What are the most and least enjoyable aspects of your job?
Being a designer or illustrator means running your own business, which also means completing all of the non-creative tasks, from invoicing, chasing payments, VAT, take returns and keeping on top of emails. I dream of devoting all of my time to creative tasks while someone else takes care of selling and sourcing my work, answering emails, doing the finances. I need a non-creative business partner!
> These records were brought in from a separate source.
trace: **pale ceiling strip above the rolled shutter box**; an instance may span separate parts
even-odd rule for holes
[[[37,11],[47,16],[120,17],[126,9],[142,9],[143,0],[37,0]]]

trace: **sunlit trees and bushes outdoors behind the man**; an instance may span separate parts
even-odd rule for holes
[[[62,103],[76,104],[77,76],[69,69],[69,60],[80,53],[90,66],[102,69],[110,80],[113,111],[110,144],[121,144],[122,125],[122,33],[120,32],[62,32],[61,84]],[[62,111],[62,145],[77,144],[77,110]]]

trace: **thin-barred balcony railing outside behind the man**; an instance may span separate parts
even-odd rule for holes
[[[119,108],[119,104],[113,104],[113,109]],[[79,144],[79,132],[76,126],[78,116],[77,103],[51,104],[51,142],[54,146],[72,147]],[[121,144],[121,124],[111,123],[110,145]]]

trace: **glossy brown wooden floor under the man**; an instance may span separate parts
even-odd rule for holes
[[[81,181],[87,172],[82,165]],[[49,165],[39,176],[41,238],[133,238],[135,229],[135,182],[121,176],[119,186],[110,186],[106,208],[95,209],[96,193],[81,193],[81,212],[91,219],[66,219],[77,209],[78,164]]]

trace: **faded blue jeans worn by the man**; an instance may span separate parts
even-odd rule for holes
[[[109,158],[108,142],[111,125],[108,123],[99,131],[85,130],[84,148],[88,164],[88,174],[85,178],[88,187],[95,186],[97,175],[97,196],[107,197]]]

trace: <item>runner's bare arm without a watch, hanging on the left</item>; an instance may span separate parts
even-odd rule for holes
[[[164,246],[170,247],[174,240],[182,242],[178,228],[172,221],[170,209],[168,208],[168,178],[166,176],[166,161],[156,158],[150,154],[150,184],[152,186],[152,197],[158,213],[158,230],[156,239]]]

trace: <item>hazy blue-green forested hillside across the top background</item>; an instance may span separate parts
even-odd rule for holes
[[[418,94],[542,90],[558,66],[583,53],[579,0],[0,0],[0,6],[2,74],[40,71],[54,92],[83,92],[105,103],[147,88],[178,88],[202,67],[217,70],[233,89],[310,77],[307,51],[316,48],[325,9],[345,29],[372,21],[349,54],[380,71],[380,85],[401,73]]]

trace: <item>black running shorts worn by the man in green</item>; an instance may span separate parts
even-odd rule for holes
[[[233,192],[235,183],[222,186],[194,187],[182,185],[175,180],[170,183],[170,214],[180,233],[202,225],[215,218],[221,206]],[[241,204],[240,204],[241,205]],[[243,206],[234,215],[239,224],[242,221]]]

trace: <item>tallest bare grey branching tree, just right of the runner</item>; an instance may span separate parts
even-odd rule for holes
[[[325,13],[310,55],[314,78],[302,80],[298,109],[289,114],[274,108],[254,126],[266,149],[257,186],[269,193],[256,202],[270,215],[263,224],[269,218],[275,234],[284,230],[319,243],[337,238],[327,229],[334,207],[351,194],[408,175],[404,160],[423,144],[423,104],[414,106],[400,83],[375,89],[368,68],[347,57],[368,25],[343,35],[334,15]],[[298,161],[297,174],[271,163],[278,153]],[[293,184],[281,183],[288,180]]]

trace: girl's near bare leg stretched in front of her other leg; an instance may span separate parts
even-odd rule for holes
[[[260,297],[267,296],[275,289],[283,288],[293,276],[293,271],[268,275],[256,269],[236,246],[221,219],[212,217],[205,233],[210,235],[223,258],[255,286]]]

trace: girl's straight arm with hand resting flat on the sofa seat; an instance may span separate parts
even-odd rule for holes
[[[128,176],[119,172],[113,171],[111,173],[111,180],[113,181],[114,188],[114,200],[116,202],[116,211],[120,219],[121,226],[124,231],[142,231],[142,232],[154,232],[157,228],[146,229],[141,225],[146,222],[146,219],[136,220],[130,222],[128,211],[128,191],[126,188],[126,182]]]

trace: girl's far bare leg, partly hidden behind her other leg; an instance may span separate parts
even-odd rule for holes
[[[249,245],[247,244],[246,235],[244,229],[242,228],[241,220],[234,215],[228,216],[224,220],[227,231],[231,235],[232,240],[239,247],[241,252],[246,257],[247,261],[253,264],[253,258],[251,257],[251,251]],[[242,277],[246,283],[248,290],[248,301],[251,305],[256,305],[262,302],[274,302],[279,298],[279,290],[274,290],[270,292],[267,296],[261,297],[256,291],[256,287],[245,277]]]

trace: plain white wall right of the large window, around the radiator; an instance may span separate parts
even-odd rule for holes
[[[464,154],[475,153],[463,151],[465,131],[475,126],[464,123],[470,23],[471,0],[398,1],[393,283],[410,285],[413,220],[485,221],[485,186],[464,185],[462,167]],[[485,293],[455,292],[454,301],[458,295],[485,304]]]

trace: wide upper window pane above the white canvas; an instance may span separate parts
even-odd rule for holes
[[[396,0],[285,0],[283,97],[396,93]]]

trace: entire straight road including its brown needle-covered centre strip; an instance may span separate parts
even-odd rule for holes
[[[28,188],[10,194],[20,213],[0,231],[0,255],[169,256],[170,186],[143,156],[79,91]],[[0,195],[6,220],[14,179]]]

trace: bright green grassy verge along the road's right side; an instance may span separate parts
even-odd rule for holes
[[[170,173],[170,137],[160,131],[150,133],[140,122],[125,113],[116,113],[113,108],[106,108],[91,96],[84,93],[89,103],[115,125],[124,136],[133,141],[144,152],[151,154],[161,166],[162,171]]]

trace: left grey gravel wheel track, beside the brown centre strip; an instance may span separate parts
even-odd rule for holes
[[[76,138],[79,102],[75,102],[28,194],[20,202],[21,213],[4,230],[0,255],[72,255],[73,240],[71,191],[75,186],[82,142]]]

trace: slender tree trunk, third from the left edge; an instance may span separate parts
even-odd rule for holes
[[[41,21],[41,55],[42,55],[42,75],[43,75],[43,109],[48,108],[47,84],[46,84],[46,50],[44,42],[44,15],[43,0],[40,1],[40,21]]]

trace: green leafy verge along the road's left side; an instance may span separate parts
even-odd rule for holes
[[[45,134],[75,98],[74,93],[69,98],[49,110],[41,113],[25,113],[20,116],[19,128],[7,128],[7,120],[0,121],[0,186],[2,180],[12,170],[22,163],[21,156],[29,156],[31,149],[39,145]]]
It can be difficult to get the balance right between work and life. I have probably missed the occasional birthday party (including my own) or event due to being stuck at work, but I would be lying if I said I didn’t love my job. I thrive off working to a tight deadline; there’s a certain energy that comes with urgency. Art is about doing, and having the confidence to put your work out there with no time to procrastinate or change your mind. That’s the only option when you are on deadline.
The flip side of that is knowing when not to try and squeeze creativity out of your brain when there is none! I have walked into the studio on non-busy days, stayed 10 minutes and walked out again, knowing I’d be better off doing something else or looking for inspiration elsewhere.
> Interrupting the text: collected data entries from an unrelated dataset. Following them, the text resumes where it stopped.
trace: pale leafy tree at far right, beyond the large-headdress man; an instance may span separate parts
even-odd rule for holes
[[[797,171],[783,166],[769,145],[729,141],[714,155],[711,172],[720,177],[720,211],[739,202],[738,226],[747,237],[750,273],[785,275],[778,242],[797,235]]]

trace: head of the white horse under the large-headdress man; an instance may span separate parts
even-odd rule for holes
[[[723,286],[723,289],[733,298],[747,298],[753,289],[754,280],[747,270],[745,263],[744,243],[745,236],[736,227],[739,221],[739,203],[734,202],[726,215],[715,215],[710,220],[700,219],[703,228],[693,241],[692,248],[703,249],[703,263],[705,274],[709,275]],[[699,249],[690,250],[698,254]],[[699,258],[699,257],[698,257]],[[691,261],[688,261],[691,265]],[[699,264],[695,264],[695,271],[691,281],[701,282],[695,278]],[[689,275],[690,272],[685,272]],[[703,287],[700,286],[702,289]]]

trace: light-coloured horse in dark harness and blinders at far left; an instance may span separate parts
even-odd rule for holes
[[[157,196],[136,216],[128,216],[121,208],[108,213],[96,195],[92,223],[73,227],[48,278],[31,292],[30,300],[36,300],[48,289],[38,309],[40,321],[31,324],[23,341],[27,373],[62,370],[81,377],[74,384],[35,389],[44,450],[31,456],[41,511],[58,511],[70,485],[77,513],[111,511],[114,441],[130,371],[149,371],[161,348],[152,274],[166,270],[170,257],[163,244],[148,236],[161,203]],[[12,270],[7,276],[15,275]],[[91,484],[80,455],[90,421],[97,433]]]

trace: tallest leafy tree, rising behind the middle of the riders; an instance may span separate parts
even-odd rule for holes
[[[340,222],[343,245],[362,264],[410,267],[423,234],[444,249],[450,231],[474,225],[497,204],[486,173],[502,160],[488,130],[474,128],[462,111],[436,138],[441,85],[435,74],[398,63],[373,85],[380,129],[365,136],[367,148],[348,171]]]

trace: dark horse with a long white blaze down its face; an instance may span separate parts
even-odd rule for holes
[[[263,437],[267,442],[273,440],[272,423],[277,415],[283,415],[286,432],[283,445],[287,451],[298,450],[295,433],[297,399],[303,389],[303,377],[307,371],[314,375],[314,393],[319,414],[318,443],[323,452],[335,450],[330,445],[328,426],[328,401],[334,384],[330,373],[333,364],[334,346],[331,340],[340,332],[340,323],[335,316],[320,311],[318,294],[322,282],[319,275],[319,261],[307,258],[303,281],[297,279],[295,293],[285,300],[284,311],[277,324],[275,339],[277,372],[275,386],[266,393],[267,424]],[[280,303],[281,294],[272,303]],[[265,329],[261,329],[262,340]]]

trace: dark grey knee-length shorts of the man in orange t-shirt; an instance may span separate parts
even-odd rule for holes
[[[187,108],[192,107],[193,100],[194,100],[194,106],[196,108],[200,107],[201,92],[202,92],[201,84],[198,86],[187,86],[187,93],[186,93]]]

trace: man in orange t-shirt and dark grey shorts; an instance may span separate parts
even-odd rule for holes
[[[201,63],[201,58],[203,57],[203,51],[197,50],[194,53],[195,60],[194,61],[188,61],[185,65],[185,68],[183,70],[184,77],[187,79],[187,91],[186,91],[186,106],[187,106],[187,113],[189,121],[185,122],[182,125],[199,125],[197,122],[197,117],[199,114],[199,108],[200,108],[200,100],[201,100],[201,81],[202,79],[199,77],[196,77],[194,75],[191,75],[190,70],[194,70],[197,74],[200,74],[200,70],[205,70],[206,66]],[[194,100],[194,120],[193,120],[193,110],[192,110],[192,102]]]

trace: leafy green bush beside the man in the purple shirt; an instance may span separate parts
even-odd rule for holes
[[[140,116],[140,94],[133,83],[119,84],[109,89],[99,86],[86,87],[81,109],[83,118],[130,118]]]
What has been the most exciting project of the last twelve months?
The visual identity for the Tate Kids website I worked on at the start of the year was a great project. I worked with Kathryn Box from the Tate’s digital team and with a great developer called Rebekah Ford. The parameters of the brief were so wide, and it took a lot of thought to work out how to create artwork with such a defined subject that also had mass appeal across a wide age range. I had to strip everything down and create a plethora of assets, which turned into backgrounds, colour palettes, GIFs and animations.
What skills are essential to your job?
The success of a project is often measured by its effectiveness and ability to connect with an audience. I think you also have to take into account the creative process and the final artwork. This comes through confidence in your ability and conviction in your ideas, so sometimes it’s good to stand your ground. Being personable always helps – no one wants to work with a prima donna!